Asus Lamborghini VX7 review

Tom Morgan
18 Oct 2011
Our Rating 
Price when reviewed 
inc VAT

Fantastic performance, in Windows and in games, but the VX7 can’t match other ultra-high-end laptops for build quality and battery life



15.6 in 1,920x1,080 display, 3.8kg, 2GHz Intel Core i7-2630QM, 8.00GB RAM, 1,500GB disk, Windows 7 Ultimate 64-bit

Asus has created some fairly unique Lamborghini-branded products, most notably the VX6 netbook, but the monstrous VX7 might actually deserve its supercar badge – the 15in laptop is a top-end multimedia and gaming powerhouse, with the price and bonkers styling to match.

Asus Lamborghini VX7

Underneath the head-turning chassis there are equally impressive components providing heaps of performance, both on the desktop and in games. The Intel Core i7-2630QM processor might only run at 2GHz, but Turbo Boost can push it up to 2.9GHz for a welcome performance increase in lightly-threaded applications. It managed an overall score of 75, helped by a rapid 71 in the single-threaded image editing test. Two massive 750GB hard disks provide more than enough space for a huge multimedia collection, which you’ll be able to back up to Blu-ray using the BD-writer optical drive.

Asus Lamborghini VX7 back

Graphics performance comes courtesy of Nvidia’s GeForce GTX 460M, which might not be cutting edge any more, but is definitely still capable of playing most games – in Dirt 3 it managed a smooth 39.3fps at our default settings of 1,280x720 pixels, High detail and 4x anti-aliasing. It even achieved a superb 38fps at the VX7’s native 1,920x1,080 resolution once we disabled anti-aliasing.

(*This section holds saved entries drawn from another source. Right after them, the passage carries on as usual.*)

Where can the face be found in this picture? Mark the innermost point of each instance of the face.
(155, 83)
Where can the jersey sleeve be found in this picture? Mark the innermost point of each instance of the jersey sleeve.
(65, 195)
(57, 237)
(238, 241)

The laptop may have Nvidia's Optimus technology, which switches display duties to the processor's integrated graphics when you're not playing games, but the laptop still scored poorly in our light-use test. Three and a half hours away from the mains essentially limits the VX7 to home use only, especially as the power brick weighs a kilogram – your bag will weigh almost 5kg with the laptop and its charger inside.

Asus Lamborghini VX7 front

In everyday use, we soon noticed a few problems with build quality – the keyboard tray flexed dramatically under minimal pressure, the touchpad buttons would catch on their plastic surround unless we pressed them dead centre, and the carbon fibre-effect panels are made of cheap-feeling painted plastic. The power and display hotkeys also behaved oddly, sometimes triggering each other’s settings when pressed.